The assumption is that if this is a legitmate email, they sending server will try again in a few minutes, and then the next time ( as long as its been longer than the greylist time)  they will be allowed to deliver.

However spammers are no longer depending on compromised boxes to do their dirty work.  They are quickly setting up legit mail servers, with RDNS, domainkeys, DKIM, SPF records, and everything else modern servers like to see in order to authenticate them.  They are also buying up hundreds of domains, and they creating hundreds of subdomains on each one in order to seperate their blasts accross many IPs.  But they are making a mistake in the process.

ICANN introduced a bunch of new top level domains, and now there are companies selling their domains to anyone will to pay for them.  However most people still use the original top level domains (.COM, .NET, .ORG, .GOV, .EDU).  However the prices for these top level domains are not cheap, usually running at least $10 / year.  But these new Top Level domains (.SPACE, .DEMOCRAT, .WORK and others ) are being sold for much less, allowing spammers to snatch them up and in more keyword friendly formats.  

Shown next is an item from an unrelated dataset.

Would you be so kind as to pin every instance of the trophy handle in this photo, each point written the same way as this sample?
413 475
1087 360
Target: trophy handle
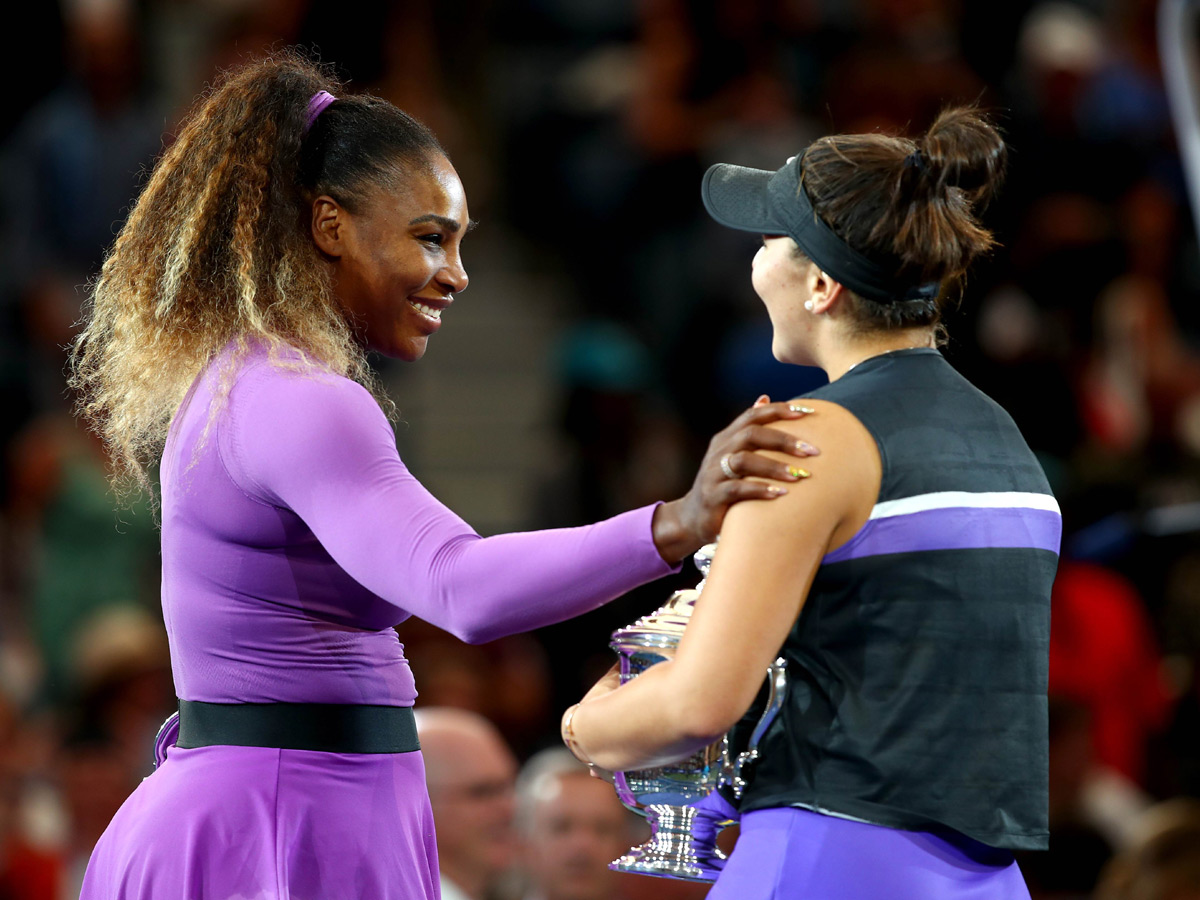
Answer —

Thus far the pattern I have seen is that 99.9% of emails coming from a non original Top Level Domains is spam.

My Nuclear Anti Spam Solution

Running SmarterMail 14.4 ( latest version as of today )  I have my greylist set to 5 minutes.  This forces every connection that has not been whitelisted in smartermail to be greylisted for a minimum of 5 minutes.  This results in an entry being written into my SMTP logs documenting the sending email address, and sending IP.

I have written a scheduled task that will execute an ASP.NET script I have written every 3 minutes.  This ensures that my script is able to process the logs before the sending spam server is able to return delivering the email after the 5 minute greylist has expired.

The script I wrote first loads up a list of Badwords from MySQL, and a list of Goodwords from MySQL, as well as a list of currently blocked IPs.

The script them reads each line of the SMTP logs and searches for one of the bad words.  If it finds a match it then looks for a good words, if it finds the good word then the line is ignored.  Else it continues to parse out the IP address from the line and sees if we already have a previous entry in the blocked list.  If we do then it ignores it, if we don't it adds that IP to the block list and adds the IP address to the firewall of the server.  

An additional improvement I made was to check if the IP being blocked was part of a Class C that had previous spam activity.  If it is, then I firewall the entire Class C.

The reason I do this is because I found that most spam comes from a limited number of IPs.  all within a /28 or even /26.  Adding the entire /24 to the firewall is a sure fire wall to limit its impact, and reduce the number of rules being added to the firewall.

Before I started blocking Class C, within 5 days this script had submitted almost 3000 rules to my firewall.  A thicker firewall is going to slow down over all server performance, so I try to keep this to a minimum.

After about a week of running this setup. I have only received 2 false positives. Of which I added these domains directly into my goodwords list ot prevent them from being firewalled again.

Suggested Top Level Domains used for Spam

These are some of the more popular Top Level Domains that Spammers seem to be buying to do their dirty work.  Of course any IP sending on behalf of one of these domains is instantly added to my firewall.

  • .eu
  • .work
  • .click
  • .space
  • .in
  • .info
  • .us ( Note many government entities use .us, so you will need to make some exceptions for this )
  • .biz
  • .in.net
  • .uy
  • .democrat
  • .xyz
  • .science
  • .ninja
  • .link
  • .co
  • .review
  • .top
  • .webcam


Thus far the script is racking up a good 20+ IPs each day, and the number of spam emails getting through to me and my clients has dropped to around 1 or 2 per week.  If you sick of spam, I highly recommend you setup something similar.  However in order to do this you will need to be running your own server ( Dedicted, Colocated, or Cloud )Very unlikely your Shared Hosting Provider would be willing to help you impliment something like this.